Press Release

July 10, 2014
Cardin, Mikulski Hail Senate Passage Of Bill To Extend Community Involvement In C&O Canal National Historic Park

WASHINGTON – U.S. Senators Ben Cardin and Barbara A. Mikulski (Both D-Md.) announced Senate passage late Wednesday of legislation (S. 476) that will ensure the continued involvement of the Chesapeake and Ohio (C&O) Canal National Park Historical Park Advisory Commission in decisions that affect the C&O Canal National Historical Park. The C&O Canal National Historical Park is managed by the National Park Service (NPS). Now more than 40 years old, the Advisory Commission was established to provide a vital link between the surrounding communities and the NPS in overseeing the operation, maintenance and restoration of the historic park.


“Even national treasures have local impacts that need to be addressed in a respectful and timely manner. The C&O Canal National Historical Park Advisory Commission has become a positive model of how communities and the National Park Service can work cooperatively,” said Senator Cardin, a member of the Finance and Environment and Public Works Committees. “The C&O Advisory Commission has helped provide much needed assistance and support in maintaining and improving the Park.”


People have the right to have a say in what happens in their own community,” Senator Mikulski said. “And it is the responsibility of the federal government to support a process that ensures the peoples’ voices are being heard. I am proud to help make sure that the communities along the C&O Canal National Historic Park will continue to have a say in the park’s future.”


The C&O Canal National Historical Park is 184.5 miles long and covers 20,000 acres winding north and west along the Potomac River from the heart of Washington D.C. to Cumberland, Md.  The Park’s watered canal, contiguous towpath (which is popular among cyclists, backpackers, day hikers and runners), hundreds of historic structures and pre-Civil War-era towns like Hancock, Hagerstown, Harpers Ferry, Williamsport and Sharpsburg, all tell the story of how the C&O Canal once served as a crucial East/West commercial link. The Park also preserves pristine views of the Potomac River, evocative of the C&O Canal’s working days.
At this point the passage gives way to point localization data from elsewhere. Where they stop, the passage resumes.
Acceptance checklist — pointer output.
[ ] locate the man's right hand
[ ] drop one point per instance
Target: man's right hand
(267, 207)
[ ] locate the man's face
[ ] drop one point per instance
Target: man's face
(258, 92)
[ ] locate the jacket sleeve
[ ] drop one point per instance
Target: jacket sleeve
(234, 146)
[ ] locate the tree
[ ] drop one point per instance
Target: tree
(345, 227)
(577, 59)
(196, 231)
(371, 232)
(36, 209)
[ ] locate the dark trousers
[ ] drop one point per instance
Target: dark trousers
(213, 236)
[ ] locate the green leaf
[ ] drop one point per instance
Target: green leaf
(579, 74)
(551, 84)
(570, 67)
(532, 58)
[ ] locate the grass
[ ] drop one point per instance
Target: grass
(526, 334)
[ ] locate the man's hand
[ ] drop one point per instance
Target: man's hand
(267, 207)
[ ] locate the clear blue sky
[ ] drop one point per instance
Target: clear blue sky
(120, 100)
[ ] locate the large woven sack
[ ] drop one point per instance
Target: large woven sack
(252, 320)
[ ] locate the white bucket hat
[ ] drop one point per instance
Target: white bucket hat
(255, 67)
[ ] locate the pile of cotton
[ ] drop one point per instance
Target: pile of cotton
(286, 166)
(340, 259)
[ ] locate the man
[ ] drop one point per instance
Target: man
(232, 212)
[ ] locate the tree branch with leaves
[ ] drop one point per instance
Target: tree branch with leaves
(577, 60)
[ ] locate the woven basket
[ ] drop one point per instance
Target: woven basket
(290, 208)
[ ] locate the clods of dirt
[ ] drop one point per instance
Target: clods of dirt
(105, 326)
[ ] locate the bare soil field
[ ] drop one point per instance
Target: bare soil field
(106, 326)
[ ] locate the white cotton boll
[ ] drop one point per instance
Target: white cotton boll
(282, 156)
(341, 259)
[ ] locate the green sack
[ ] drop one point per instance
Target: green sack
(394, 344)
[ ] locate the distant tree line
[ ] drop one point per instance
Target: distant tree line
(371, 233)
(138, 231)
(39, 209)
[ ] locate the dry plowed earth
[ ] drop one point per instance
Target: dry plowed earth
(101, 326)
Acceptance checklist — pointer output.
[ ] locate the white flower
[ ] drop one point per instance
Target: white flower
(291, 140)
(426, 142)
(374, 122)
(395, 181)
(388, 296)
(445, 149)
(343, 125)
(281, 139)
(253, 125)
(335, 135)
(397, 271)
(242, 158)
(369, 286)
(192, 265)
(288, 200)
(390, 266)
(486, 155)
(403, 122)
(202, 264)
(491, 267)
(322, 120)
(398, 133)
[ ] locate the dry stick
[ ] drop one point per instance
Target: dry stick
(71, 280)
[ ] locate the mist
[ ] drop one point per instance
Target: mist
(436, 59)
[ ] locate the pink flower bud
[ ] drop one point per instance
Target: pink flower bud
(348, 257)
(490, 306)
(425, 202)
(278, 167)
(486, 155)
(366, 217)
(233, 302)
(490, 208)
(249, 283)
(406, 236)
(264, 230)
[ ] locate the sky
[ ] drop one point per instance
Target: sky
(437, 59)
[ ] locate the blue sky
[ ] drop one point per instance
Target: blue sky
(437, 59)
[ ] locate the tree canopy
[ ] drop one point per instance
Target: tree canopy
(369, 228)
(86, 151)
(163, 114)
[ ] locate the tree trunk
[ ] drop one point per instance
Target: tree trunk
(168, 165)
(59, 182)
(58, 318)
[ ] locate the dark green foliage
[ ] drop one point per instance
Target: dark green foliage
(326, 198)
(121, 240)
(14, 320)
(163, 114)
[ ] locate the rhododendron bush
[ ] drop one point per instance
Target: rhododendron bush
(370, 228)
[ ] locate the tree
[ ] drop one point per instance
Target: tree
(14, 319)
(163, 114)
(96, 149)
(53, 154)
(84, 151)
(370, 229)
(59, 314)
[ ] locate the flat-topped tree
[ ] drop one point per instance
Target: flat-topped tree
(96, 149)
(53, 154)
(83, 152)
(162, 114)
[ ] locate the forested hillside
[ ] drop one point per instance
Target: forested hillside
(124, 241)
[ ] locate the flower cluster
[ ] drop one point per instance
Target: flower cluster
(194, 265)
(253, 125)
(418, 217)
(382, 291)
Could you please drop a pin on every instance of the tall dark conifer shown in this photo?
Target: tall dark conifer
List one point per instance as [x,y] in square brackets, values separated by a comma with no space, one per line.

In 2013, almost 5 million people visited the C&O Canal National Historical Park, making it Maryland’s most popular National Park.  Much of the Park’s success is attributed to the positive relationship and goodwill that has developed over the years between the NPS and the local community leaders through the Advisory Commission.


The Advisory Commission was first established in 1971 as part of the Chesapeake & Ohio Canal Development Act.  Every 10 years Congress must reauthorize the Advisory Commission, which has now been reauthorized four times with overwhelming congressional support.  The Advisory Commission operates at a nominal cost, serving in a purely advisory role to the National Park Service.